After a few battles with banks and suppliers, the dream came true. “Having a loan for business women of 30 years is no a small matter. It’s the law of the jungle when you create your business,” say Lecarpentier and Schmitt. Once Combat began to take shape, Lecarpentier asked her talented colleague, Elise Drouet, to join her behind the bar. Potfer, now the ECC’s bar manager, delighted by the all-female bar team, joined them also as a partner. It’s an association which shows how supportive the Paris bar community is. “Our bosses at the Experimental Cocktail Club took very well our departure and supported us to the end in the creation of our project. They were with us for the first days of the opening,” says Lecarpentier. From such a strong foundation, Combat could then draw its battery of cocktails!

Combat is a cocktail bar with the look of a bistro

Opened during the 10th edition of Cocktails Spirits this month, the bar at the top of the rue de Belleville has already created a little buzz. With its dark-gray façade, Combat is cleverly integrated into the décor of this district of eastern Paris. It’s a simple bar, open to the street, and skilfully structured by the young architect David Olivier Descombes, designer of several trendy Parisian restaurants and hotels.

We appreciate the absence of flashy details: white walls, vintage furniture, and white marble trays on the tables. It is the bar corner that holds all the attention, functioning like an open kitchen: mustard-colored tiles on the wall behind in a Spanish style, a simple shelf to hold the whole range of spirits and a metal bar-top which invites conversation with the three girls. To accentuate this sense of conviviality, an open window along the bar allows direct cocktail service for people outside.

A sustainable, homemade menu

Thanks to their great experience in the Parisian cocktail scene, Lecarpentier and Drouet offer a menu which combines their passion, their feminine sensibility, and their culture. For their first menu, they’ve prepared 10 cocktails which are appealing for amateur barflies, but also for their bar room friends. Combat is the only bar which closes on Tuesday, so it can welcome the bar community on Sunday and Monday.

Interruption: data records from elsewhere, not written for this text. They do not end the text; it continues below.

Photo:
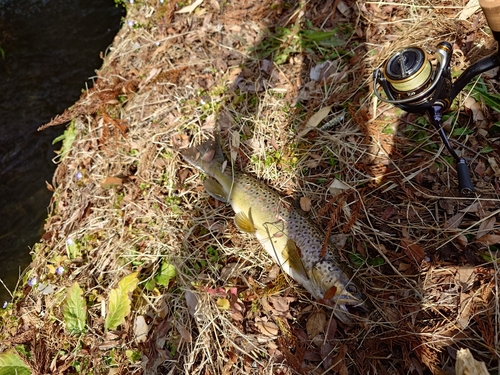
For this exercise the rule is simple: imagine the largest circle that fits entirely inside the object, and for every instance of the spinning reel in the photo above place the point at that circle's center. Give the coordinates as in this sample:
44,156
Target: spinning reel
411,82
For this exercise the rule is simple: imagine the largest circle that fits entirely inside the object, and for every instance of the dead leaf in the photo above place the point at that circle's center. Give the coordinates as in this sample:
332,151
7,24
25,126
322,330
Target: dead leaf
185,334
223,303
235,145
110,182
331,329
454,221
305,203
267,328
412,250
326,352
469,9
315,120
330,293
180,140
141,329
466,364
489,239
316,324
281,304
191,302
190,8
486,226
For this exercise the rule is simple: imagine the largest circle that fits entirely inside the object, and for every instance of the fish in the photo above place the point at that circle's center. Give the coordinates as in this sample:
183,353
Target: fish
287,234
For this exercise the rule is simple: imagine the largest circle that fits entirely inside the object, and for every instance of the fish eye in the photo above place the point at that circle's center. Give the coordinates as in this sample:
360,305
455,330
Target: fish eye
351,288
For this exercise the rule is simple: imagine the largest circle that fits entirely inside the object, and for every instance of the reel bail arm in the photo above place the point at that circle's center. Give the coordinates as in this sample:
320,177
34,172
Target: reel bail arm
465,185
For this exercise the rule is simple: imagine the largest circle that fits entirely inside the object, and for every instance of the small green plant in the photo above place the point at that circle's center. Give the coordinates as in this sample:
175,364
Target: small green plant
67,138
75,310
166,273
11,363
119,302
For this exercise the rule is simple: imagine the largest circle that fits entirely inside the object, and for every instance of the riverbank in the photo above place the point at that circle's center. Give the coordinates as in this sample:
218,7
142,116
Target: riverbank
140,271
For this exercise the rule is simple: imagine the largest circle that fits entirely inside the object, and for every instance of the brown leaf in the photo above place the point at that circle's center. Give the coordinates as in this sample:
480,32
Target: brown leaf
267,328
185,334
109,182
485,226
466,364
305,203
326,352
331,329
316,324
330,293
489,239
281,304
412,250
180,140
454,221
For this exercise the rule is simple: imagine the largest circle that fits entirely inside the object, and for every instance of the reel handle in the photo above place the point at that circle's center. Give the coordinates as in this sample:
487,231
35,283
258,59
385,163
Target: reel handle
465,185
491,9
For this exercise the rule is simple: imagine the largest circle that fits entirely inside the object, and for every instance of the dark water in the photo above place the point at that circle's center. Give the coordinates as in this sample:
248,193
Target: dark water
51,48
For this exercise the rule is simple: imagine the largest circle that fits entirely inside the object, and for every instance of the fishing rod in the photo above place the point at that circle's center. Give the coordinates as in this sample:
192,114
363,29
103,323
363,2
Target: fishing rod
412,83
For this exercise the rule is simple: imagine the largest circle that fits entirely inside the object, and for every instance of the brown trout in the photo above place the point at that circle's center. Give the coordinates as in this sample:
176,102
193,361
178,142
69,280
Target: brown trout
290,237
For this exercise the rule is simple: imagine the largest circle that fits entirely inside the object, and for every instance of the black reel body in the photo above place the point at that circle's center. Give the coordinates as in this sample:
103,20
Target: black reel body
413,83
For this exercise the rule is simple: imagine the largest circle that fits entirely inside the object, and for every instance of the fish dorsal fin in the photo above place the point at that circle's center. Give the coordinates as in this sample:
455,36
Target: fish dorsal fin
215,189
291,254
244,223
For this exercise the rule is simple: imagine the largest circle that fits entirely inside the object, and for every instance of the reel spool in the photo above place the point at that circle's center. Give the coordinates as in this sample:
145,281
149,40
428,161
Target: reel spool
411,82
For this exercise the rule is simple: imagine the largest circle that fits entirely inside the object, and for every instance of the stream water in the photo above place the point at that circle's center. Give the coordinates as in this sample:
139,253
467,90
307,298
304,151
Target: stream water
49,50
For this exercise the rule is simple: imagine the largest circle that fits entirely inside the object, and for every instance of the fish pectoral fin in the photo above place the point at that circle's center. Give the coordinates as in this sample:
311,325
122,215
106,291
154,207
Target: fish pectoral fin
291,254
215,189
244,223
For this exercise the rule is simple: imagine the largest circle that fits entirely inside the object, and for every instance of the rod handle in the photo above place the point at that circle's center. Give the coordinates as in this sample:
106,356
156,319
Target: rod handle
464,182
491,9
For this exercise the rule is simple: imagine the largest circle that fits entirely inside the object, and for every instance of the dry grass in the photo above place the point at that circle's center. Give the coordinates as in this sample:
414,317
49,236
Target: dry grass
129,202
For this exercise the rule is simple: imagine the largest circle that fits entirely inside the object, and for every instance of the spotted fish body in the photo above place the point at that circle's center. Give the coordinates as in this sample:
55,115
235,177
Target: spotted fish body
284,231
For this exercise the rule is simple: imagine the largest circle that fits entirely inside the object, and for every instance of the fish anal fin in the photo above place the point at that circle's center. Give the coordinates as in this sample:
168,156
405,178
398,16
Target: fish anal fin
291,253
215,189
244,223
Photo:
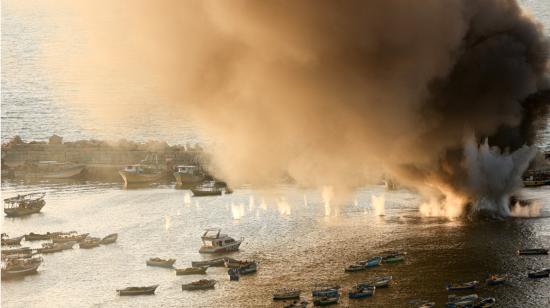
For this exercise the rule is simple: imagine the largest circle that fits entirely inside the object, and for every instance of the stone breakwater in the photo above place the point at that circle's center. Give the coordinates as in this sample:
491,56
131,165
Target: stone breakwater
102,159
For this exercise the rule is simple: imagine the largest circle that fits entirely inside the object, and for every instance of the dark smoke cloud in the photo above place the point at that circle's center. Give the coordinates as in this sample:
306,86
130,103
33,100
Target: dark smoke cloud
337,92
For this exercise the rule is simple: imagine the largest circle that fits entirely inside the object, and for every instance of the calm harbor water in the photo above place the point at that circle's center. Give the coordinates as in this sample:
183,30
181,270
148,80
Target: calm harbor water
298,239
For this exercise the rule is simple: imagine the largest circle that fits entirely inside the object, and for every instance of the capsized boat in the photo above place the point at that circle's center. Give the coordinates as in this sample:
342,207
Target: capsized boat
494,280
462,286
109,239
13,241
533,251
191,271
285,294
168,263
22,205
540,274
213,241
361,292
217,262
485,302
202,284
211,188
188,174
131,291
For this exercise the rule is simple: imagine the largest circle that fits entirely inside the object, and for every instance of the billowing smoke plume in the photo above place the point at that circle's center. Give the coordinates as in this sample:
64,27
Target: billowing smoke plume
340,92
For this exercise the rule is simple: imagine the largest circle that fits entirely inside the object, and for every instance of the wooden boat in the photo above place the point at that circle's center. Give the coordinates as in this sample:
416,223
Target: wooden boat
202,284
540,274
51,247
188,174
355,268
168,263
248,268
329,291
461,301
494,280
485,302
462,286
211,188
22,205
286,294
14,241
140,173
392,259
109,239
72,236
533,251
88,243
218,262
361,292
372,262
191,271
131,291
213,241
326,301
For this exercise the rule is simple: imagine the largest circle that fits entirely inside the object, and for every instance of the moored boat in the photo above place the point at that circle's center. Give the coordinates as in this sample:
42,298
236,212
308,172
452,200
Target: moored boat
13,241
218,262
202,284
168,263
361,292
533,251
540,274
22,205
213,241
286,294
191,271
109,239
462,286
130,291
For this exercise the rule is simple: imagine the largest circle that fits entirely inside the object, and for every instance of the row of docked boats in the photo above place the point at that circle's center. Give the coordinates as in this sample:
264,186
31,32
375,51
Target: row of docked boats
392,257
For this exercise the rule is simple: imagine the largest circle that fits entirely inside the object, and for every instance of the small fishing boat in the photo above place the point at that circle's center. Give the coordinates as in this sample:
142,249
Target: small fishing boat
88,243
485,302
355,268
285,294
168,263
494,280
462,286
191,271
211,188
361,292
461,301
109,239
14,241
392,259
297,304
213,241
533,251
540,274
131,291
23,205
218,262
329,291
202,284
249,268
372,262
326,301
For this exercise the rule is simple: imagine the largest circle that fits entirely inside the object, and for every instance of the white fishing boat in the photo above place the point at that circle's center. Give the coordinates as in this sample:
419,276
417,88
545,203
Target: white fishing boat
213,241
188,174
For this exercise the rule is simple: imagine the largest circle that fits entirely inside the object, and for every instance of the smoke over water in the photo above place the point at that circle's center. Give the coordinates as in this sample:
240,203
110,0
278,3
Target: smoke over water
340,92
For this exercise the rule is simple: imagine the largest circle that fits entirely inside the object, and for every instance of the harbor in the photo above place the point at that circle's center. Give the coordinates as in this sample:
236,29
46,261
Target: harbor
296,237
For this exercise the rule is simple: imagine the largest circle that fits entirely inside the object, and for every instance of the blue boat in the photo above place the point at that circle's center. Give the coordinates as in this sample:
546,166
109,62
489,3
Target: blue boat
462,286
361,292
331,291
372,262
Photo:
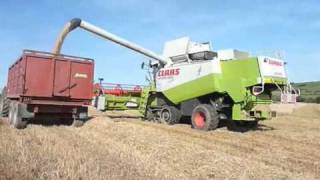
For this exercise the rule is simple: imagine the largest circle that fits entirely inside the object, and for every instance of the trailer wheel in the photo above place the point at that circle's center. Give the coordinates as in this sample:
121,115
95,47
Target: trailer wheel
80,117
77,123
205,117
14,116
4,104
170,115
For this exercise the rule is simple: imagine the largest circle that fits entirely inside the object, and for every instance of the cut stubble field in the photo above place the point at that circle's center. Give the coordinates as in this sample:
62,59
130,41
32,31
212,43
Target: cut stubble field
117,145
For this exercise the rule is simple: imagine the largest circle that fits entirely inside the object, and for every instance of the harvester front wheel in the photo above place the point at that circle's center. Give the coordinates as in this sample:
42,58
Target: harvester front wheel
205,117
170,115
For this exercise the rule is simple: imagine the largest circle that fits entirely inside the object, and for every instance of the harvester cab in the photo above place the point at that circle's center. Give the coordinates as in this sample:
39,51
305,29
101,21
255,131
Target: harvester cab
192,80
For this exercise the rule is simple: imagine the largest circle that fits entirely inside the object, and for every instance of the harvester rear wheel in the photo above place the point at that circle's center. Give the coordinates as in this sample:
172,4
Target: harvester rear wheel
205,117
170,115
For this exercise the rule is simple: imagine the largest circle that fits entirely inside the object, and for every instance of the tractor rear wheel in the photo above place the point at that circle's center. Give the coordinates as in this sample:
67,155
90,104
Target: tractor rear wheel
170,115
205,117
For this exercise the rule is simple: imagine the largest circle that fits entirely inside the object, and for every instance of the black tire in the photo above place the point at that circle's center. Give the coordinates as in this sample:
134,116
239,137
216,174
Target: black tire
15,119
77,123
149,116
170,115
81,117
4,104
205,117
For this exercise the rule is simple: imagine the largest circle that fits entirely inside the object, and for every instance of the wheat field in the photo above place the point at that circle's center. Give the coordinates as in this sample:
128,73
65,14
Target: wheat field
117,145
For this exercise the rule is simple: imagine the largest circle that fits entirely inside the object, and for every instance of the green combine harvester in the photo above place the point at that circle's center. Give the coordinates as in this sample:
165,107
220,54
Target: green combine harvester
190,79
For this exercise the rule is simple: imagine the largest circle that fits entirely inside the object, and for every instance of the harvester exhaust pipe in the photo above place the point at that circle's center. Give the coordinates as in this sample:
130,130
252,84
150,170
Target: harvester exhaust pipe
75,23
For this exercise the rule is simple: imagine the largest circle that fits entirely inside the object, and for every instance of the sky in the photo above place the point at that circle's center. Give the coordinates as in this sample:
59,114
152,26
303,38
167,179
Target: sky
291,27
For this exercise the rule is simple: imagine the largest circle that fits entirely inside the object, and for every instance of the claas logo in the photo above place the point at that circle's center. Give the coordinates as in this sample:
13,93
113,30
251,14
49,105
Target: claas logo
169,72
272,62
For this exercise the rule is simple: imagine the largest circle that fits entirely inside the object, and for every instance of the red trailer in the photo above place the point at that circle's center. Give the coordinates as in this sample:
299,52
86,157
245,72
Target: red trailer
41,83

As good global citizens, the two bartenders rely on a panel of homemade products in an eco-friendly spirit. “For long drinks, we work with homemade fruit juices, obtained with a juice extractor, and we create our own syrups but also our tonics in a spirit of sustainable development. Every day, we imagine a cocktail from decommissioned foods, fruits or vegetables,” says Lecarpentier enthusiastically.

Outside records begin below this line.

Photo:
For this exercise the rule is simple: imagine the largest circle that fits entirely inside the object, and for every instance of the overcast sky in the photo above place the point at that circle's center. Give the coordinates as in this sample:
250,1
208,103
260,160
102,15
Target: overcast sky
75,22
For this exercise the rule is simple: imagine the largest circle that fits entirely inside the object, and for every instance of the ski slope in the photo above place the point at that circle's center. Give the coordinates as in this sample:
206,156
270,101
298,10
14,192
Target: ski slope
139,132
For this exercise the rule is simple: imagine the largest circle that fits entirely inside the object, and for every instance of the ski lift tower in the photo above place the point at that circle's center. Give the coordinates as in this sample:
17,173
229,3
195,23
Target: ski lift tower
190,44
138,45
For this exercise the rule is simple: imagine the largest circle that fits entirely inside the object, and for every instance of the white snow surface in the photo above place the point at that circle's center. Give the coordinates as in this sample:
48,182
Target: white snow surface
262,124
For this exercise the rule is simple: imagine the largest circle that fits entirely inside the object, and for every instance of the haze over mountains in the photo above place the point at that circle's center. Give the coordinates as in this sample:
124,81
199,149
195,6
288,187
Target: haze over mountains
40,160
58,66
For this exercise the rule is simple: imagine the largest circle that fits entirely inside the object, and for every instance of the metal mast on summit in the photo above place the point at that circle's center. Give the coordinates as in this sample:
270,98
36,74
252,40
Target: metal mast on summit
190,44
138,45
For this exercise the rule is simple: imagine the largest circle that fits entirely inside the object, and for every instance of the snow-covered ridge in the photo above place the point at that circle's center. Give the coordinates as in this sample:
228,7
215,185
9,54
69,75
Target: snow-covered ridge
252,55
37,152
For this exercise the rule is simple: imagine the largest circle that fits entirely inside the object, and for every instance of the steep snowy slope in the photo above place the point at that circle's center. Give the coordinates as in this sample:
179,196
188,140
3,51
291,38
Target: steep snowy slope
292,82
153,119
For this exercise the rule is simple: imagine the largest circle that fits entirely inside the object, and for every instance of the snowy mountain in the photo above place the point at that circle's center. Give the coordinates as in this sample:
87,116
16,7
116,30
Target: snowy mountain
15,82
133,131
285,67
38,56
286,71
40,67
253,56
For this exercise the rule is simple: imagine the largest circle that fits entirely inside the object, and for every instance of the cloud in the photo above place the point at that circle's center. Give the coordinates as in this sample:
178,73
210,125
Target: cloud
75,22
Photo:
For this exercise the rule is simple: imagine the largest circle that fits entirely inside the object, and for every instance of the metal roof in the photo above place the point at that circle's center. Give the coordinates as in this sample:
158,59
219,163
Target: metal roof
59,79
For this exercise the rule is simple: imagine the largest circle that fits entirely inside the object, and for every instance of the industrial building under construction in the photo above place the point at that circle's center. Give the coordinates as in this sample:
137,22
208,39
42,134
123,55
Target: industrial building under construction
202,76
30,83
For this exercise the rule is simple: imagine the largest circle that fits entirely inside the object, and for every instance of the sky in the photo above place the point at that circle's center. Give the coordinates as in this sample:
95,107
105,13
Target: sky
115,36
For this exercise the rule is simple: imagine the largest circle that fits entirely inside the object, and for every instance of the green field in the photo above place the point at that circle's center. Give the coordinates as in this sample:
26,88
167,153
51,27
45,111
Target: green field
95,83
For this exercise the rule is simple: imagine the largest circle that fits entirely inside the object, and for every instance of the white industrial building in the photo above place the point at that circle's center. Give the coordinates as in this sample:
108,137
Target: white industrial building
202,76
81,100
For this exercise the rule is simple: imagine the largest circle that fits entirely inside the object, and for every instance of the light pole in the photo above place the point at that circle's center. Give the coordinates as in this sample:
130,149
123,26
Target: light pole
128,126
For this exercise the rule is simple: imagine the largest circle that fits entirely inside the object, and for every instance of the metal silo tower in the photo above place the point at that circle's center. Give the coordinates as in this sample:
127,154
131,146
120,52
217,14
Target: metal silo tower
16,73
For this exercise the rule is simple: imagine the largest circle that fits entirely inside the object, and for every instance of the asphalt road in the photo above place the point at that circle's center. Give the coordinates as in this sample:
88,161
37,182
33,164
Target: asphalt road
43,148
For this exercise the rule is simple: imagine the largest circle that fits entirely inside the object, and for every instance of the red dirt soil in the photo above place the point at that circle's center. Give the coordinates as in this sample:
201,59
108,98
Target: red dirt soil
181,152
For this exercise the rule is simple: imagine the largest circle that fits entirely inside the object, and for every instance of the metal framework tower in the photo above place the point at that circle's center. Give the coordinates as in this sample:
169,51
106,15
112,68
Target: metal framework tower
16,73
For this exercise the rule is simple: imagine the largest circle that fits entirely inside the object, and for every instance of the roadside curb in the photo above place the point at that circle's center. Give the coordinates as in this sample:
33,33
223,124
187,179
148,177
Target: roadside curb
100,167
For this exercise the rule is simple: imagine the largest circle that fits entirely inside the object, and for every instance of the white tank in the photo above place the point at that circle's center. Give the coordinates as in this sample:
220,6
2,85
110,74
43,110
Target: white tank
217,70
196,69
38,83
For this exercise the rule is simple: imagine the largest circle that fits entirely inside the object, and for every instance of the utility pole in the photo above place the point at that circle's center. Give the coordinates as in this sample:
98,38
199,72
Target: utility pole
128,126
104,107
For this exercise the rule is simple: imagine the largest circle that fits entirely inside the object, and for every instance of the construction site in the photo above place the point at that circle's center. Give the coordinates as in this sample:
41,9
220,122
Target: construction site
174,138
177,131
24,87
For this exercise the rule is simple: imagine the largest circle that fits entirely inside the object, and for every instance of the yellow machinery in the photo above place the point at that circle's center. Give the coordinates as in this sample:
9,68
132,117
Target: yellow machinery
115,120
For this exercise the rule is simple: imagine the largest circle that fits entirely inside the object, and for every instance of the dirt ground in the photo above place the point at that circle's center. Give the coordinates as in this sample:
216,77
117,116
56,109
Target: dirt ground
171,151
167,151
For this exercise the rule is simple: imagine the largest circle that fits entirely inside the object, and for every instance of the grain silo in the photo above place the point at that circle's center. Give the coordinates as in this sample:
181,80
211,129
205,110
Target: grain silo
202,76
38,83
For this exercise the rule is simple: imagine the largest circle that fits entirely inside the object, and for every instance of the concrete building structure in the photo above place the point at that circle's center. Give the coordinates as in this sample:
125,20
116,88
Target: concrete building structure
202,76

There are other touches of originality, too, along with some unexpected combinations. For example, a gin infused with pastis eucalyptus, or a mix of Suze aperitif and smoked whisky, which is an original take on the more common Suze and whisky combination. Two of our cocktails contain vinegar – elderflower and apple, respectively – providing a sweet-sour side for the drinks which is amazing and inventive.

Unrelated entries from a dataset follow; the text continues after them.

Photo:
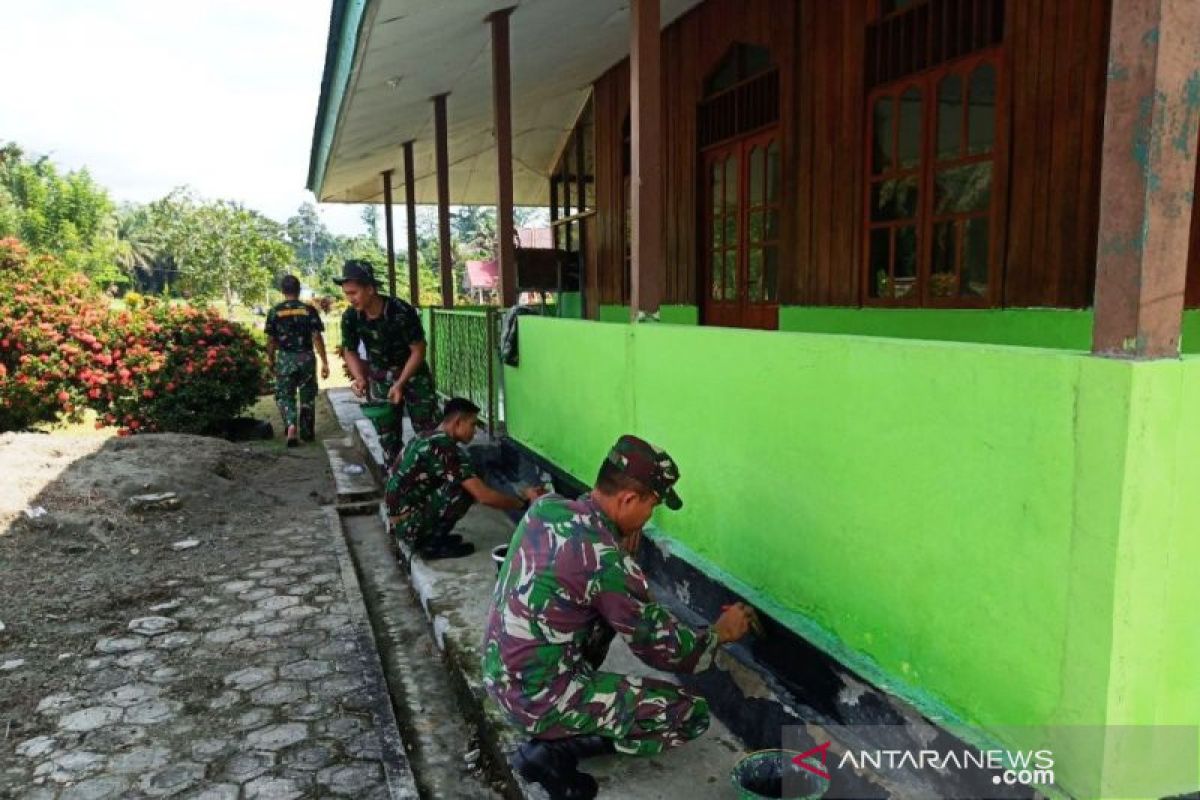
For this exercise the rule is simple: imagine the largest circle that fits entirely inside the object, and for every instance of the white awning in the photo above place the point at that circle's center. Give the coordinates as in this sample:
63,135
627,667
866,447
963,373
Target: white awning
408,50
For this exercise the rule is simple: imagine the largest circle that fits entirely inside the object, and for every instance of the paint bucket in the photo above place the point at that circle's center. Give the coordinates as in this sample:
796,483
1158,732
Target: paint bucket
381,413
498,554
773,775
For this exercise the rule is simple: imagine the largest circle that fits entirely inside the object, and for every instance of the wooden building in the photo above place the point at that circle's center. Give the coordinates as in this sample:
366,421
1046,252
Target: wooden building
898,191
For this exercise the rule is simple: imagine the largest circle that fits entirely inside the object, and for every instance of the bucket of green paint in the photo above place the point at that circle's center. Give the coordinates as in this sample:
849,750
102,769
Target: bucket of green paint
774,775
381,413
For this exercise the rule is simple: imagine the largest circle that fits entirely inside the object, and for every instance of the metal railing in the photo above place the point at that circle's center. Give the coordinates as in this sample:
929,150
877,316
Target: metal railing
465,358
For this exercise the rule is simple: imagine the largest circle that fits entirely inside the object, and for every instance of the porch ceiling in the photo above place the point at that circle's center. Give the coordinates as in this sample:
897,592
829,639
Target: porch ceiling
405,52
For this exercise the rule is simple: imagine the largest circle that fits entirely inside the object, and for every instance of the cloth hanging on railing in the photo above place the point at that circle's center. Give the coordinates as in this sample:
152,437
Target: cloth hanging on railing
509,349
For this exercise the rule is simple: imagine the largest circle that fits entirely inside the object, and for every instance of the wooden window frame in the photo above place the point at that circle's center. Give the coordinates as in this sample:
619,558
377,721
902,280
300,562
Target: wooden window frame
928,82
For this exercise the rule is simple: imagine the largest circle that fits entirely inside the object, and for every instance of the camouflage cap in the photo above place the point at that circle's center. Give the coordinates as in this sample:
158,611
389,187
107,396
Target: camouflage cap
649,465
357,270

For the other drinks, Combat offers what customers in the district expect: a small but pretty selection of natural wines, and some great craft beers, like Sabetz Que Leu and Perle Nature. But the ace up their sleeve is a myriad of small plates, including 48-month old gouda and terrine. There’s also a cocktail pairing of artichokes with hazelnuts from Piedmont, to be enjoyed with a Cynar Collins.

Combat certainly promises to do something new. It’s a unique cocktail bar that rhymes with simplicity, parity and French indulgence.